The nominees of the Better Life Party, the Constitution Party, the Libertarian Party and the Green Party are sharing the ballot with the Republican and Democratic candidates.
Former Green Party standard-bearer Ralph Nader is running under the Better Life banner, pitching a message of universal health care, higher wages, an end to the war on drugs and a pullout of troops from Iraq within six months.
The pro-environment Green Independent Party’s ticket has David Cobb running for president and Pat Lamarche of Yarmouth for vice president.
Green Independent is technically the only official third party in Maine. Supporters of the three other alternative candidates had to collect 4,000 voter signatures to win slots on the ballot.
Michael Anthony Peroutka is the candidate of the Constitution Party, which seeks to outlaw abortion and same-sex marriage and abolish the U.S. Department of Education and the Food and Drug Administration.
The Libertarian party, whose nominee is Michael Badnarik, supports an immediate pullout from Iraq, a stance it shares with the Greens.
While the Green and Better Life counterparts tend to attract Democrats, the Constitution and Libertarian candidates could draw votes from Republicans.
None of the four alternative candidates is expected to win, but each has a message to get out.
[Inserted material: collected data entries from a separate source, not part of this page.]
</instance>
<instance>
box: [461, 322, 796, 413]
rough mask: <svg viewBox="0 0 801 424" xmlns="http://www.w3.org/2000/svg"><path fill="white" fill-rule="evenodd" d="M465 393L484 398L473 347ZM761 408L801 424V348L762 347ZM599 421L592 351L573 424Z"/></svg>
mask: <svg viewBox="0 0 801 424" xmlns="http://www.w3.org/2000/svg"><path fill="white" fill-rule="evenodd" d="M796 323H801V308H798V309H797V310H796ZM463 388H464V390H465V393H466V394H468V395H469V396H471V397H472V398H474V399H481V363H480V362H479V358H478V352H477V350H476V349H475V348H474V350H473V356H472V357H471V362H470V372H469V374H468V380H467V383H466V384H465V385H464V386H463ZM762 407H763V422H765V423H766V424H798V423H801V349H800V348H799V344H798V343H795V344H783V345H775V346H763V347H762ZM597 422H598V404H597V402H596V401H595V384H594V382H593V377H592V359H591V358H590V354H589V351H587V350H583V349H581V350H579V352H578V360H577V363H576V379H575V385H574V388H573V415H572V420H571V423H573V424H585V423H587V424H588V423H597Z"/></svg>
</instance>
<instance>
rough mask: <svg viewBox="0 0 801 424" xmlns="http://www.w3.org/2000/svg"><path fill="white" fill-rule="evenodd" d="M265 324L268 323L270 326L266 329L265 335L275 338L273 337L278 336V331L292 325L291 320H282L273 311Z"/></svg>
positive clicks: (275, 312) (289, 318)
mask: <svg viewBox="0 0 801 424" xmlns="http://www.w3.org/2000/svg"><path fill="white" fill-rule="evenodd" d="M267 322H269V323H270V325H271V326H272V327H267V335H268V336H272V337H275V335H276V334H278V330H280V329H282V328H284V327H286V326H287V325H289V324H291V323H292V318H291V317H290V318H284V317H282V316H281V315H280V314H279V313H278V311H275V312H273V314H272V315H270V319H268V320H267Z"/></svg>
And because the presidential contest is so even, candidates who can draw 1 percent to 2 percent of the vote could potentially decide races in certain states.
“You might think of them almost as utopians,” said Lawrence Jacobs, a political science professor at the University of Minnesota who studies third-party candidates. “They’re casting a vote for a different view of the world. It doesn’t exist. It probably never will exist. But it’s one that they really feel very intensely about.”
Mainers have embraced third-party candidates. In 1992, while former President Bill Clinton carried the state, independent Ross Perot narrowly edged former President George H.W. Bush for second place with more than 200,000 votes.
The Green Party’s only state lawmaker in the country is Maine Rep. John Eder of Portland.